Tuesday, January 31, 2017

Dialogue from the film Synecdoche, New York

          "Everything is more complicated than  
          you think. You only see a tenth of 
          what is true. There are a million  
          little strings attached to every 
          choice you make; you can destroy 
          your life every time you choose. 
          But maybe you won't know for twenty  
          years. And you'll never ever trace 
          it to its source. And you only get 
          one chance to play it out. Just try  
          and figure out your own divorce. 
          And they say there is no fate, but 
          there is: it's what you create.  
          Even though the world goes on for  
          eons and eons, you are here for a  
          fraction of a fraction of a second.  
          Most of your time is spent being 
          dead or not yet born.
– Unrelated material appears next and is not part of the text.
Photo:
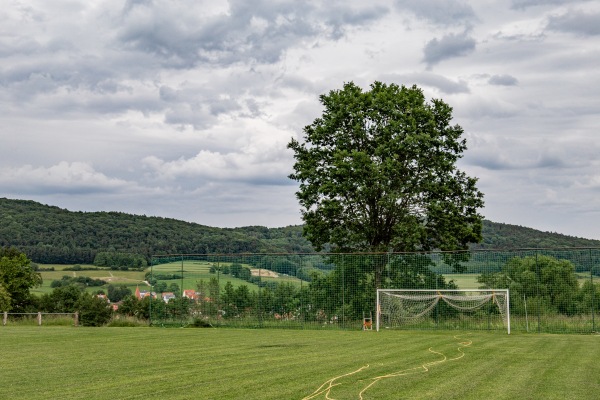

But while  
          alive, you wait in vain, wasting 
          years, for a phone call or a letter  
          or a look from someone or something  
          to make it all right. And it never 
          comes or it seems to but doesn't 
          really. And so you spend your time 
          in vague regret or vaguer hope for 
          something good to come along.  
          Something to make you feel 
          connected, to make you feel whole, 
          to make you feel loved." 

          From Charlie Kaufman's Synecdoche, New York 





 

Synecdoche, New York

"This is a film with the richness of great fiction... it's not that you have to return to understand it. It's that you have to return to realize how fine it really is. The surface may daunt you. The depths enfold you. The whole reveals itself, and then you may return to it like a talisman." Roger Ebert review of Synecdoche, New York. A true gem, written and directed by Charlie Kaufman.